## Data Cleaning in Pandas in Python

Welcome to another challenging part (and also some analysts say, 'This is not the most fun part of data analysis'). But this is also part of the data analysis process. So we also have to master it!

We used to do analysis with our cleaned dataset. But what if our senior analyst or boss gave us uncleaned data? What are we going to do now?

Why do we need to clean our data?

 - to ensure data integrity.
 - to ensure that the data insights we've come up with are accurate.

You may not want to present it to the stakeholders uncleaned, inaccurate, or whatever. So you have to do data cleaning!

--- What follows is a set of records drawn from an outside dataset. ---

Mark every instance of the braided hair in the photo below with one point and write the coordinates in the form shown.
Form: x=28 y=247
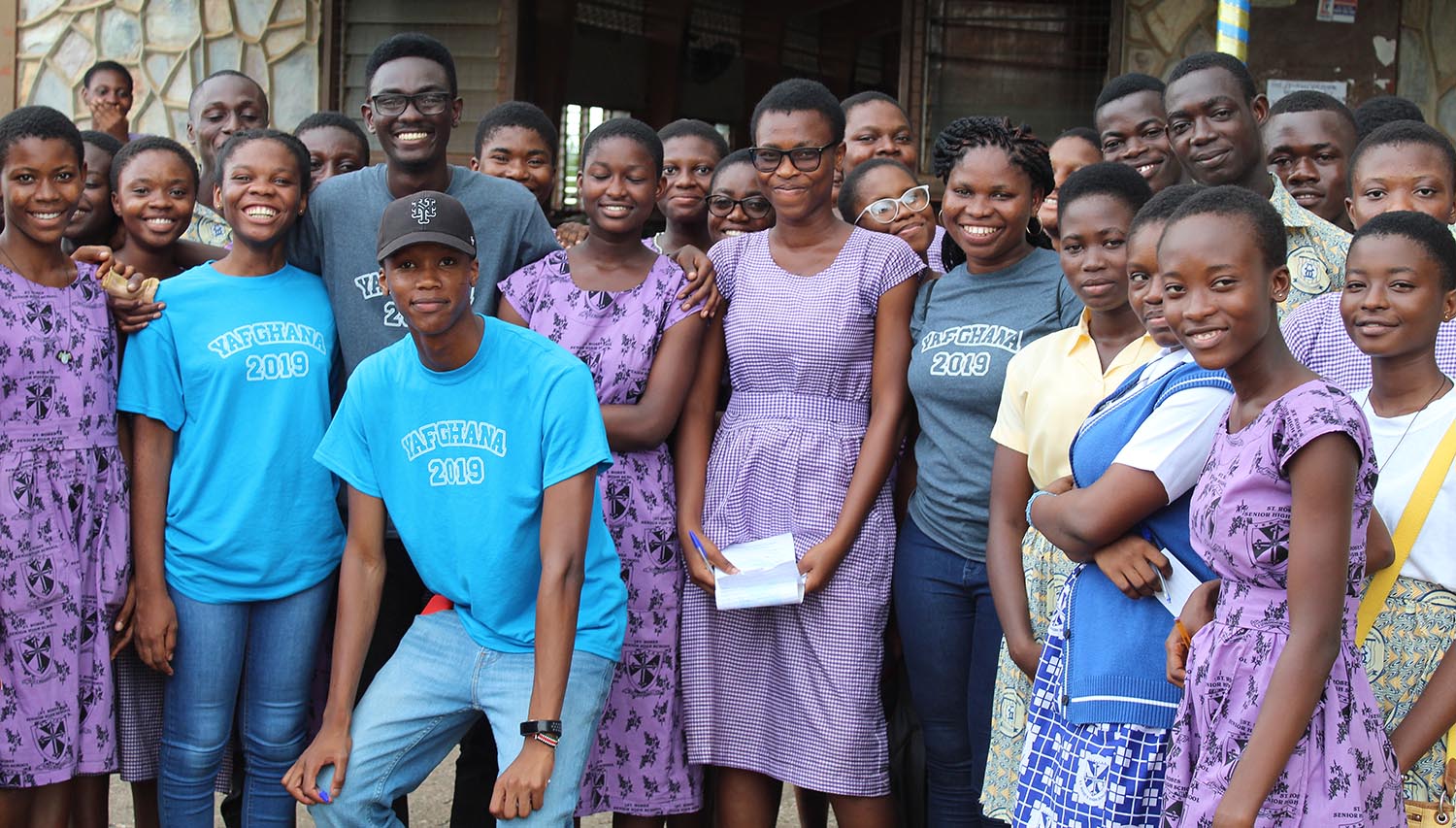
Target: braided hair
x=1019 y=145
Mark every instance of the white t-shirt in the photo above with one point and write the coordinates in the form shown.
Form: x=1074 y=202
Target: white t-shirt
x=1175 y=440
x=1433 y=557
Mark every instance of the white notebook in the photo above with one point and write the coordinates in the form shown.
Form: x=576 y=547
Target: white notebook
x=768 y=575
x=1178 y=586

The dataset I use is intended to be uncleaned so that I can show you the process of data cleaning. This is just a small dataset, so it will be easy for us to do data cleaning. :)

#### Import Libraries

In [44]:
import pandas as pd
import numpy as np

In [45]:
# Import dataset

df = pd.read_excel(r'/Users/darllabulagner/Downloads/uncleaned bike sales data.xlsx')
df

Unnamed: 0,Sales_Order #,Date,Day,Month,Year,Customer_Age,Age_Group,Customer_Gender,Country,State,Product_Category,Sub_Category,Product_Description,Order_Quantity,Unit_Cost,Unit_Price,Profit,Cost,Revenue
0,261695,2021-12-01,1.0,December,2021,39,Adults (35-64),F,United States,California,Bikes,Mountain Bikes,"Mountain-200 Black, 46",4.0,1252,2295,4172,5008,9180
1,261695,2021-12-01,1.0,December,2021,44,Adults (35-64),M,United Kingdom,England,Bikes,Mountain Bikes,"Mountain-200 Silver, 42",1.0,1266,2320,1054,1266,2320
2,261697,2021-12-02,2.0,December,2021,37,Adults (35-64),M,United States,California,Bikes,Mountain Bikes,"Mountain-400-W Silver, 46",2.0,420,769,698,840,1538
3,261698,2021-12-02,2.0,December,2021,31,Young Adults (25-34),F,Australia,New South Wales,Bikes,Mountain Bikes,"Mountain-400-W Silver, 42",1.0,420,769,349,420,769
4,261699,2021-12-03,3.0,December,2021,37,Adults (35-64),F,United States,California,Bikes,Mountain Bikes,"Mountain-200 Black, 46",2.0,0,2295,2086,0,4590
5,261700,2021-12-03,3.0,December,2021,24,Youth (<25),F,United Kingdom,England,Bikes,Mountain Bikes,"Mountain-200 Black, 38",1.0,1252,2295,1043,1252,2295
6,261701,2021-12-03,3.0,December,2021,37,Adults (35-64),M,United States,Washington,Bikes,Mountain Bikes,"Mountain-200 Black, 46",1.0,1252,2295,1043,1252,2295
7,261701,2021-12-03,3.0,December,2021,37,Adults (35-64),M,United States,Washington,Bikes,Mountain Bikes,"Mountain-200 Black, 46",1.0,1252,2295,1043,1252,2295
8,261702,2021-12-04,4.0,December,2021,31,Young Adults (25-34),F,Australia,New South Wales,Bikes,Mountain Bikes,"Mountain-400-W Silver, 42",4.0,420,0,1396,1680,0
9,261703,2021-12-05,5.0,December,2021,39,Adults (35-64),F,United States,California,Bikes,Mountain Bikes,"Mountain-200 Black, 46",4.0,1252,2295,4172,5008,9180


We all have different ways, strategies on how to really clean the data. Let's take some minutes to analyze the data. In which columns we want to have replace, rename, remove or what. 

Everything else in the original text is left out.